Writing

When Cybersecurity Backfires

Security controls can increase risk when they create downtime, lockouts, or perverse incentives. Design needs operational reality.

Security Reliability Risk Management Operations

Originally published on LinkedIn. Lightly edited for clarity.

Security controls are supposed to reduce risk, but they can backfire when they are deployed without operational context.

A control that blocks the business at the wrong moment or forces unsafe workarounds is not a win. It is just risk moved into a different shape.

Common ways security backfires

  • Overly strict lockouts. Aggressive thresholds can trigger during incidents and lock out the people who need access most.
  • Unplanned agent rollouts. Security agents that spike CPU or conflict with workloads can cause outages.
  • Noisy detection rules. False positives create alert fatigue and make real incidents harder to see.
  • Patch mandates without staging. Emergency patching without validation can introduce instability.

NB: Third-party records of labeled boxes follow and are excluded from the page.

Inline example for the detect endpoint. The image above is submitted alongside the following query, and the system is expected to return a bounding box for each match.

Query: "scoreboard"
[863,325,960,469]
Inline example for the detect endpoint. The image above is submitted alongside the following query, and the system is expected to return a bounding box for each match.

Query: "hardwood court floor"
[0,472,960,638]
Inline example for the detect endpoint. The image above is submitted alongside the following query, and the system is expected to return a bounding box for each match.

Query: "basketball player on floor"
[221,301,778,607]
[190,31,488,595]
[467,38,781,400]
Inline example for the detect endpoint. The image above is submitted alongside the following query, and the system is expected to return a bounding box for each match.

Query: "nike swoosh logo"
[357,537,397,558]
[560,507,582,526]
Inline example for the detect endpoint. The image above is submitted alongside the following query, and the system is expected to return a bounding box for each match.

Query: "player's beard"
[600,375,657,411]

Each of these is a security control that created its own failure mode.

The real issue is incentives

When security makes the safe path slow, teams route around it.

Shared credentials, untracked exceptions, and ad-hoc scripts are all symptoms of control friction. The control is not wrong; the deployment model is.

Design controls like production systems

Effective controls behave like reliable services:

  • Stage them in lower environments.
  • Roll them out gradually.
  • Monitor their impact on latency and error rates.
  • Provide a break-glass path that is audited, not forbidden.

If a control cannot tolerate normal operational variance, it will fail during real incidents.

2026 Perspective

Security tooling is more integrated now, which helps, but the risk of operational blast radius remains.

The best programs treat security controls as systems with SLAs and failure modes. That mindset is still the difference between resilience and fragility.